Then, based on the above winning models (1b), we finally explored an expanded modulatory connection set between OFC and VLPFC. All the possible models were calculated and then compared (2 fixed connections [OFC → VLPFC, VLPFC → OFC] and 2 models [one among OFC, AMG, and TE; another one among VLPFC, AMG, and TE] resulting 2^(2 + 2) = 16 possible modulations [see supplementary Fig. 2]).

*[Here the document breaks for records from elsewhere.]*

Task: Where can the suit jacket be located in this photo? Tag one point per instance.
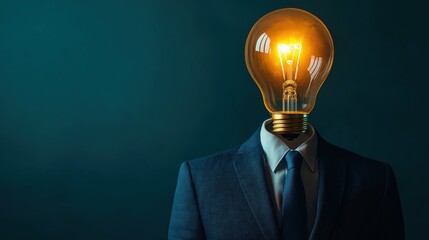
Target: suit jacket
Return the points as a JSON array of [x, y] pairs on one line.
[[225, 196]]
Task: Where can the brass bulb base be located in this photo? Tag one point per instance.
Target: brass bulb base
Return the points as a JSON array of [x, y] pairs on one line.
[[289, 124]]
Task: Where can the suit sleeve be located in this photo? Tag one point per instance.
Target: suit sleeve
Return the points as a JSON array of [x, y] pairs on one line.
[[391, 220], [185, 221]]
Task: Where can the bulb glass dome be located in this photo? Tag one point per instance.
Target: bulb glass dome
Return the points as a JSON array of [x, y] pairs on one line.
[[289, 53]]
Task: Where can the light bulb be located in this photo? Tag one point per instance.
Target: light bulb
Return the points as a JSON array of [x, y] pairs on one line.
[[289, 53]]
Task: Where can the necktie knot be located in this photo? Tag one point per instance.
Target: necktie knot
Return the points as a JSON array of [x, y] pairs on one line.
[[293, 160]]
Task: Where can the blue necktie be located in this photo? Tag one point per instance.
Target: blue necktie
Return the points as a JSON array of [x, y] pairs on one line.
[[294, 211]]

Using the final model with optimized modulatory effects, we analyzed the connectivity parameters and their modulation by different facial expressions. We used the Bayesian parameter averages and their cumulative normal distribution, to compare posterior expectations to a group prior of zero to assess significant connection modulations induced by different facial expressions across all subjects and sessions.

Results

Responses to Neutral and Emotional Faces

Using the contrast of all faces versus a blank screen, we found that face-responsive voxels were widely distributed bilaterally across the lower bank of the STS and inferior temporal gyrus posteriorly and anteriorly (areas TEO and TE), within the dorsal portion of the lateral and basal nuclei of the amygdala, and within PFC, including OFC and VLPFC in all 3 subjects (Fig. 1a,d).

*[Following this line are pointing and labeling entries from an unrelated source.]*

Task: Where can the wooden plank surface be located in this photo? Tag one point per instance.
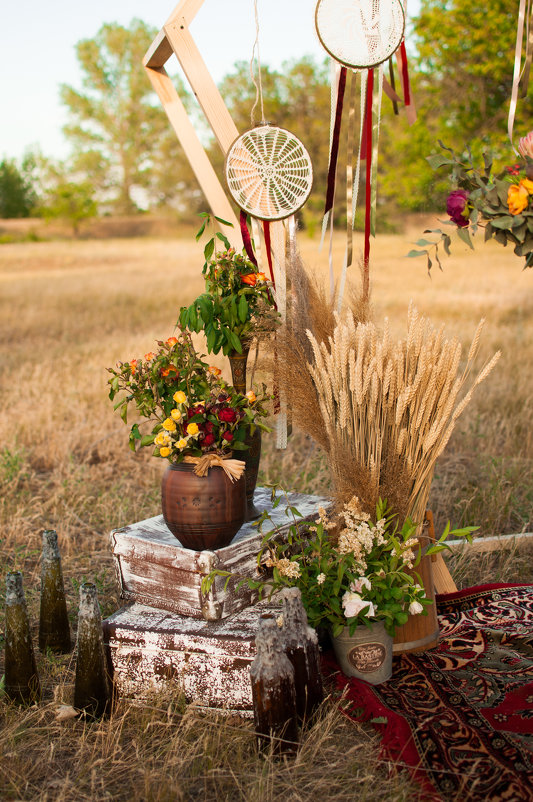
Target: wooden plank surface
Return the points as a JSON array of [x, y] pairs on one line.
[[153, 567]]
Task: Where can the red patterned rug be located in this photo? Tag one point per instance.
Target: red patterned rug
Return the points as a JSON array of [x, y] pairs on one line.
[[460, 716]]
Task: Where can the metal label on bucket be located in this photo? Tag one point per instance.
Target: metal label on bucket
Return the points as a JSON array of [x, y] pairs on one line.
[[367, 657]]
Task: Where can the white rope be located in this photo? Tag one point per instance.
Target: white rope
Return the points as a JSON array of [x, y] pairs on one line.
[[258, 85]]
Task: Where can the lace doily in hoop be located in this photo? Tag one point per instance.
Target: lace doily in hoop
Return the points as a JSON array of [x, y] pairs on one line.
[[360, 33], [269, 172]]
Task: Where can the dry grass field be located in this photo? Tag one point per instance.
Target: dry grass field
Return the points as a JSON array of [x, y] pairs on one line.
[[70, 309]]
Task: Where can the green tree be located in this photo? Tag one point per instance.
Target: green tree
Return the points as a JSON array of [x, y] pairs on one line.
[[296, 98], [118, 127], [17, 193], [72, 202], [461, 70]]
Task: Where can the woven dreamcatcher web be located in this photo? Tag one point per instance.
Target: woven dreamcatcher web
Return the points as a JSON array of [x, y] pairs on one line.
[[360, 33], [269, 172]]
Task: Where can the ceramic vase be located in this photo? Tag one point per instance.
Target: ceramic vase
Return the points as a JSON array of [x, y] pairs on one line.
[[367, 654]]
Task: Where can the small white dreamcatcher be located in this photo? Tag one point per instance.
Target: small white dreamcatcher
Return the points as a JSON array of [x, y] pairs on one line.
[[360, 33], [269, 172], [360, 36]]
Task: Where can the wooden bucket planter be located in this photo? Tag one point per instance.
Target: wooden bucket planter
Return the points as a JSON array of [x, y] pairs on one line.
[[421, 632]]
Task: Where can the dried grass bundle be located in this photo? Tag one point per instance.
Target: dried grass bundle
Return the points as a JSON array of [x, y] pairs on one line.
[[387, 409], [310, 309]]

We performed an ANOVA with a factor of expression (neutral, threatening, fearful, and appeasing), followed by post hoc analyses. We evaluated responses to various facial expressions by contrasting each category of emotional faces (threatening, fearful, and appeasing) with neutral faces. In all face-responsive ROIs, we found enhanced responses to fearful and appeasing faces (P < 0.001). The response to appeasing faces was stronger than the response to threatening faces (P < 0.005) (Fig. 1c,e).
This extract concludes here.